"I 'm Sweeny, Jane's father."

"Indeed? How do you do, Mr. Sweeny?" politely inquired the girl's admirer.

"I 'll be better when I 've pounded you to a pulp," growled the old Irishman, taking a new and firmer grip on the club he held.

"Then why delay, friends? Let us have it over with at once," suggested the hunted gentleman, smiling as pleasantly as though he were inviting divers acquaintances to partake of biscuits and tea.

"Bli' me, hif 'ee ain't a well-plucked cove," said the lad with the bottle.

A murmur of admiring assent ran through the crowd. It would be much greater sport to beat so valiant a gentleman to death than to thrash a low-spirited coward such as they had anticipated encountering. These worthy and unworthy denizens of poverty-stricken dwellings, for in the assemblage there were both honest and dishonest, like most of their rank in society, were firm believers in the theory that fine clothes and a high-bred manner were reliable indications of a cowardly spirit and physical weakness. To so suddenly have their ideas on this subject proved incorrect was a surprise more startling than would be at first imagined.

Sweeny felt that his followers were wavering in their allegiance, and fearing lest further delay might result in a behavior on their part unsatisfactory to him personally, he gave a growl of wrath and rushed fiercely up the steps waving his cudgel. The gentleman calmly and skilfully kicked him in the mouth and sent him hurling backward down on the heads of his friends, bloodstained and well nigh insensible. This bit of battle decided the action of the mob, and, excited by the sight of their leader's blood, they pressed resolutely up the steps. It was quite impossible for the hunted gallant to beat back such a force as was now attacking him, and, fully realizing this, he made no such attempt. Instead, he tore his cloak from about his shoulders and threw it over the heads of the foremost of his opponents, leaped quickly on the railing of the steps and sprang wildly and hopelessly towards the parallel flight which led to the front door of the adjacent house.

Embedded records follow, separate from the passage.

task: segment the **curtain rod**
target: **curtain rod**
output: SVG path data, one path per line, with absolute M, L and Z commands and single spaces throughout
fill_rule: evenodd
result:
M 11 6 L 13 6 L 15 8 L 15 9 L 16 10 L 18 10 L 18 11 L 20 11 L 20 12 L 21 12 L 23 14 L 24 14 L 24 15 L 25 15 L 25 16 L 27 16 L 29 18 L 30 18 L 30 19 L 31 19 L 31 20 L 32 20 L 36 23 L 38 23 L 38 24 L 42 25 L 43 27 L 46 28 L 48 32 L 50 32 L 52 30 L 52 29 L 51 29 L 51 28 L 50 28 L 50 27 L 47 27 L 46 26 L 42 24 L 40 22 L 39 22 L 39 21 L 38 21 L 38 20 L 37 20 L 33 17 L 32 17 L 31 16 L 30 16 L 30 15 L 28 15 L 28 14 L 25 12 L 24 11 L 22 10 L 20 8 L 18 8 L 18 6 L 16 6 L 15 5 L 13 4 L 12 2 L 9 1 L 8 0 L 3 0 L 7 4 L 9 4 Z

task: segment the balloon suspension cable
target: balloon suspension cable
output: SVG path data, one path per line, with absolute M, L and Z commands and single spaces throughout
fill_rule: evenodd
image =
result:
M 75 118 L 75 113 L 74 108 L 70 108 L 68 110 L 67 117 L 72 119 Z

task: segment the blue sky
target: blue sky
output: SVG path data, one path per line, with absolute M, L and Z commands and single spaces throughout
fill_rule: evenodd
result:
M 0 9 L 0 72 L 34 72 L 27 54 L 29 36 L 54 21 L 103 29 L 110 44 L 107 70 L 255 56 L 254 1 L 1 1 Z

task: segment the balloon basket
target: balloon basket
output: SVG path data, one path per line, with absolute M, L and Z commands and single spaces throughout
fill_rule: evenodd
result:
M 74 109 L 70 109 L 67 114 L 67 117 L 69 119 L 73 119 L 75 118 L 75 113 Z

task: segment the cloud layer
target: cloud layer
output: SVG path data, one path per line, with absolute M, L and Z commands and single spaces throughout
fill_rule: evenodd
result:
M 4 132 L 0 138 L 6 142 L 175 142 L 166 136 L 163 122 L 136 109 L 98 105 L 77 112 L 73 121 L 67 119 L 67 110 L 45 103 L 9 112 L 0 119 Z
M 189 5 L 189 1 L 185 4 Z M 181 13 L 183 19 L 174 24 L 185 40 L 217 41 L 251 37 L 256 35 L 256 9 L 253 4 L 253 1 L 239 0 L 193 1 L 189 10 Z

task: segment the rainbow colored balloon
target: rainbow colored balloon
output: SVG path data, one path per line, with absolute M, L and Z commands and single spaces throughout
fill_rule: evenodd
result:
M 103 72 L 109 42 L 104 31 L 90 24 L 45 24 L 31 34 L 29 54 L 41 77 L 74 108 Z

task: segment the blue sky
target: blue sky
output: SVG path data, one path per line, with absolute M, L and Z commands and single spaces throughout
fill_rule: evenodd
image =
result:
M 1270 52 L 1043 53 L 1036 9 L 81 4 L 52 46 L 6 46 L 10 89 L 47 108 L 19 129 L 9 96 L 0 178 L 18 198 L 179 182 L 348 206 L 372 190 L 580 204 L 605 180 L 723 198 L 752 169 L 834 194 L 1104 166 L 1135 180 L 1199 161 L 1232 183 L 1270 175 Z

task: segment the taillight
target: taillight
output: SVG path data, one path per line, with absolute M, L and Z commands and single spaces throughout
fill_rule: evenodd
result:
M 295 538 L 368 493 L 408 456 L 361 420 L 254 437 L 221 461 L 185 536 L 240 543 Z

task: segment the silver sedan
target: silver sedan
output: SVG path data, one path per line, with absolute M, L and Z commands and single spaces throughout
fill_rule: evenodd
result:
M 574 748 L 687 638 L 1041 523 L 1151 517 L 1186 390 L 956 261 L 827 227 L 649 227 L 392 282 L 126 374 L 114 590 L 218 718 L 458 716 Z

He reached the rail with his hands, but his weight was too much for him when coupled with the terrible force with which his body struck the side of the steps, so, with a groan of despair, he fell in the areaway. He tumbled feet first on a grating leading to the cellar of the house, which gave way and precipitated him into the depths below, as his pursuers, mad with the excitement of the chase, rushed down the stairs from which he had made his daring leap. It looked as though it might go hard with the unknown gentleman, valiant and resourceful though he had proven himself.

Chapter Twenty-Six

TOM MOORE'S SERVANT PROVES A FRIEND IN NEED

Buster ate a hearty supper and fed Lord Castlereagh with the scraps. This done, he was about to proceed with the dish-washing, a kind of toil for which he had a more than ordinary contempt and dislike, when the sound of shouting in the street attracted his attention.